И таким образом все. У одного - изба с краю, другой - не об двух
головах, третий - чего-то не забыл... все глядят, как бы в подворотню проскочить, у всех сердце не на месте и руки - как плети...
"Уши выше лба не растут!" - хорошо это сказано, сильно, а дальше что?
На стене каракули-то читать? - положим, и это хорошо, а дальше что? Не шевельнуться, не пикнуть, носа не совать, не рассуждать? - прекрасно и это, а дальше что?
И чем старательнее выводились логические последствия, вытекающие из
воблушкиной доктрины, тем чаще и чаще становился поперек горла вопрос: "А дальше что?"

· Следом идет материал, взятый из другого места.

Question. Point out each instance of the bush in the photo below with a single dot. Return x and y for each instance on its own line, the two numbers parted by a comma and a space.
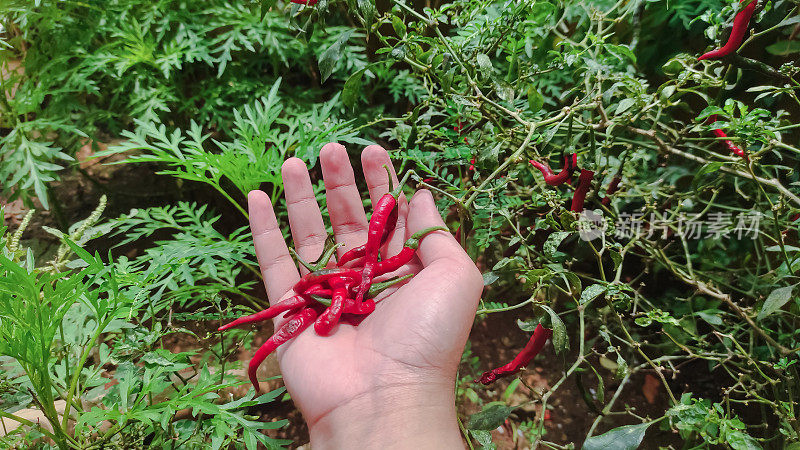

Таким образом, оказалось, что хоть и провялили воблу, и внутренности у
нее вычистили, и мозг выветрили, а все-таки, в конце концов, ей пришлось распоясываться. Из торжествующей она превратилась в заподозренную, из благонамеренной - в либералку. И в либералку тем более опасную, чем благонадежнее была мысль, составлявшая основание ее пропаганды.
И вот в одно утро совершилось неслыханное злодеяние. Один из самых
рьяных клеветников ухватил вяленую воблу под жабры, откусил у нее голову, содрал шкуру и у всех на виду слопал...
Пестрые люди смотрели на это зрелище, плескали руками и вопили: "Да
здравствуют ежовые рукавицы!" Но История взглянула на дело иначе и втайне положила в сердце своем: "Годиков через сто я непременно все это тисну!"